Here’s my techniques so far, but none seem to produce an image that doesn’t look pixelated: File/new, I set the image at

A) 300 dpi and later change the image to 72 when finished
B) double the size and then cut it in half when finished

So my question is, how do I get a good resolution at 72 dpi? (I guess dpi technically doesn’t come into play, as this is a web graphic and not printing) I’m saving the files as GIFs, which is what many banners are on the web, but the JPEGs look the same to me. Any difference there?

It’s’ driving me batty , thanks in advance:confused:

Forget inches and dpi and re-sizing - these are totally irrelevent. Just decide the dimensions you want, in pixels, and make it that size. I can’t tell you what the numbers are, since I don’t know your overall layout. Also, if you’re using type, experiment with the “crisp,” “strong” or “smooth” in the options window; these can help, depending on what fonts you’re using.

Why are you shrinking it at all? Some tips:

1 - Set your units to pixels. Inches have no real meaning on screen.

2 - Start with the file at the size/resolution you want it to end up. On-screen, there’s no real advantage to reducing the final product (like there is with printed matter). It sounds like you’re trying for around 600 x 100 pixels, at 72 dpi.

3 - If you’ve already executed the image and don’t want to start over, check your “Image size…” menu for what options you’re using–if it doesn’t say “Bicubic resampling” (I think that’s the phrase … don’t have Photoshop in front of me to check), it should. Else, things can get blocky.

4 - You say you’re saving it as a GIF. That’s fine, but GIFs have a narrow color palette (so photographs with complex shading, lots of diff. colors, etc., may look crappy, since it may try to paint them with, say, 16 colors instead of 16.7 million). If none of the above works, try (a) double-checking what sort of palette your GIF is being saved with (128 colors? less?) or (b) saving it as a JPEG.

Word up. You should be concerned about pixels, not inches. Also make sure you have anti-aliasing turned on when you put in the text (that is, if you can even turn it off; it’s been a while for me and Photoshop :slight_smile: ).

I think I know what you’re talking about. I’ve had similar problems. If you want to worry about the dpi then create everything in 300. If you’re stretching out the images while at that high of a resolutions your pictures are going to suffer and look pixelated. Whatever you do, flatten the image before you convert it to 72 dpi this way your text will come out smooth. Don’t forget to save a copy of the larger 300 version in case you need to do some editing to the banner.
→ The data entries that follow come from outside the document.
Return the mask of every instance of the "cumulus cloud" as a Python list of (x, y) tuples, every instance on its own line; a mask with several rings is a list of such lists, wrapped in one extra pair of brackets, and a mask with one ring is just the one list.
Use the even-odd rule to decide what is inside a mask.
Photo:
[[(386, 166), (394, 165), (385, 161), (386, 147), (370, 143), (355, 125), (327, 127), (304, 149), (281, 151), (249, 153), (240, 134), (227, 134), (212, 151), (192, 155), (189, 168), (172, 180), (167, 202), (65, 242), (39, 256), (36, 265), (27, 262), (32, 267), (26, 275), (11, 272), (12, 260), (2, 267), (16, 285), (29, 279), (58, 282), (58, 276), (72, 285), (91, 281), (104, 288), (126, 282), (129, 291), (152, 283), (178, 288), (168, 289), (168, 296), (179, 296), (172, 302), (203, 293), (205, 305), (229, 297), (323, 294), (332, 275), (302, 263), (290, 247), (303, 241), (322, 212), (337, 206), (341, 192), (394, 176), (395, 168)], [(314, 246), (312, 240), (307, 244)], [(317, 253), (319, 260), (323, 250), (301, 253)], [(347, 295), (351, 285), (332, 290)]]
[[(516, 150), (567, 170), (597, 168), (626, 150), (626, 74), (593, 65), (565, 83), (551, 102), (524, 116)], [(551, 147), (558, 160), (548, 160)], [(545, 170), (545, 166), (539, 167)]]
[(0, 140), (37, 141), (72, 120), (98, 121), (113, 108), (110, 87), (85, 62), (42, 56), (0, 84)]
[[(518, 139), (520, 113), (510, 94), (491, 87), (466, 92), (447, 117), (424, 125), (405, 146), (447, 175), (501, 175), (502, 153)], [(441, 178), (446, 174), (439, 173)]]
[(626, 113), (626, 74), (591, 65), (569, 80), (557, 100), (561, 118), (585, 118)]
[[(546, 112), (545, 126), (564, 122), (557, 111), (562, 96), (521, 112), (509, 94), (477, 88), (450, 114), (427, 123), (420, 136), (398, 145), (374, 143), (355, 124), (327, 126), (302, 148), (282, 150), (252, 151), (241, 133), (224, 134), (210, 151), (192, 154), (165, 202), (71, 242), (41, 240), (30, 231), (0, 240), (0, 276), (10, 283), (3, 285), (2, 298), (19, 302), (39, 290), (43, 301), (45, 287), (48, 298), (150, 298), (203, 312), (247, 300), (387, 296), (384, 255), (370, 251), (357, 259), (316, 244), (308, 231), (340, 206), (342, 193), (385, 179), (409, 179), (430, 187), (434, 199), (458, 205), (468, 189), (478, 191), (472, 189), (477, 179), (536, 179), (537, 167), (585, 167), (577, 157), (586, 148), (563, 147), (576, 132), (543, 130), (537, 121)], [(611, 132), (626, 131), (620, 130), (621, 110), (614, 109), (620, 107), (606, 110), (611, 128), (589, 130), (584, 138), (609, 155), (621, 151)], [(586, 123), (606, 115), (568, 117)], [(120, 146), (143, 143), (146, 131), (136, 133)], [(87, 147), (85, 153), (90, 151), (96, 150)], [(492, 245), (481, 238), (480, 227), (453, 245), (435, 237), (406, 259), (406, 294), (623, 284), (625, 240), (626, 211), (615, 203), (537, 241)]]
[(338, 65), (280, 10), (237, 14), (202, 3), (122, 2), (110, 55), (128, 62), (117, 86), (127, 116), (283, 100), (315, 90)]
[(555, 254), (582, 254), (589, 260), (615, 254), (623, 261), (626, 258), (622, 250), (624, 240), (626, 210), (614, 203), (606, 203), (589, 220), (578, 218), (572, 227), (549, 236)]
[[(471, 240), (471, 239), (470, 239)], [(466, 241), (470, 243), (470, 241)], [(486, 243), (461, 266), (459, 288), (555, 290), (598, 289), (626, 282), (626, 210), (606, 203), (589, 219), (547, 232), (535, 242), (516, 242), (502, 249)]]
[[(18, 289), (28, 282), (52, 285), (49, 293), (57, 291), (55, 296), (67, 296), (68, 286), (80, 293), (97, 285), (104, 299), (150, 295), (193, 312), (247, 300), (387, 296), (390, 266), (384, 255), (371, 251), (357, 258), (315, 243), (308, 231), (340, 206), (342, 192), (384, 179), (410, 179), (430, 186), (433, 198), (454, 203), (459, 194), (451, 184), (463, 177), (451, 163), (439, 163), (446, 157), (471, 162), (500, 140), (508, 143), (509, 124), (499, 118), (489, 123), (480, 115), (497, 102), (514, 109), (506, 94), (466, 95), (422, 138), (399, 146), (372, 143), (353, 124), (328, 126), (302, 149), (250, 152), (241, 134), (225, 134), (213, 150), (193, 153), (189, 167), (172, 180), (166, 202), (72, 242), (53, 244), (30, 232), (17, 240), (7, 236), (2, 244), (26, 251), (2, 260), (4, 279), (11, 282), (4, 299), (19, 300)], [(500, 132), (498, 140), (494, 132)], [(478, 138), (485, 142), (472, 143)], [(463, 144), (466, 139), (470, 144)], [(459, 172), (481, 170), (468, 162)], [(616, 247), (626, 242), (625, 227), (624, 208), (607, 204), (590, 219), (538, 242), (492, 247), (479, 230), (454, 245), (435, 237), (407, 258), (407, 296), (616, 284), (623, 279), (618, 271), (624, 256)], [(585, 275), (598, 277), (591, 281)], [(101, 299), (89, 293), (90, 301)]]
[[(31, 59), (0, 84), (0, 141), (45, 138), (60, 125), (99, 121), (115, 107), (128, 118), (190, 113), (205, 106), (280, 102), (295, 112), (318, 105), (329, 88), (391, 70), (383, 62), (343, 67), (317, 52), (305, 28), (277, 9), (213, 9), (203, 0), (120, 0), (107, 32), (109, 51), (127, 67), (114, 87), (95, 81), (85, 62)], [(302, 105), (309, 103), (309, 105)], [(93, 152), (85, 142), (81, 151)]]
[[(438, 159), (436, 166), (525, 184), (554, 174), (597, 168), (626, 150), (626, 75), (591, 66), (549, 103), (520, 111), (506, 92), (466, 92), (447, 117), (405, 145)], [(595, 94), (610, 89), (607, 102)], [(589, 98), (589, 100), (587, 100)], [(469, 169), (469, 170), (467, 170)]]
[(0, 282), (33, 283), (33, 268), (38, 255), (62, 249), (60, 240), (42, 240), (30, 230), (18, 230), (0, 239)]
The best way to insure you are going to have the correct size banner I recommend you do this.

  1. Click on File/New
  2. Set your object to whatever size you want at a 72 dpi.
  3. Click on Image/Image size and change the dpi to three hundred.
  4. Do your work.
  5. Save a copy of the larger resolution file.
  6. Flatten your image
  7. Click on Image/Image size and put the dpi back to 72.
  8. Save for web.
    To answer your other question, jpegs use a lot more colors than gifs. Gifs can be assigned to use only a certain amount of color thus saving on file space.

Hope I was of some help

I repeat:

The dpi number is totally meaningless; there are not dots and no inches, only pixels.

Set it at higher than 72 dpi, then use “Export to Web.”

      • My vote is the same as toadspittle’s, assuming that you are trying to use anything other than jpegs [because jpegs are 16 million colors anyway]: when you begin with the image at 2X or 4X, set the image color to 16 million colors–even with a gif, or start with a jpeg if your program won’t allow you to run a gif at 16 mil (you cannot save a gif at 16 million colors, but many programs allow you to work with it at that color depth). Do whatever drawing you wish, then reduce the image to the actual pixel size you need, and then reduce the colors to 256, and then save as a gif.

Generally, you get pixelation if you try to expand or reduce an image at less than 16 milion colors. Also–> use a resampling method if you can choose–do not use “pixel resize” or “smart size”, use bilinear or bicubic re-sampling.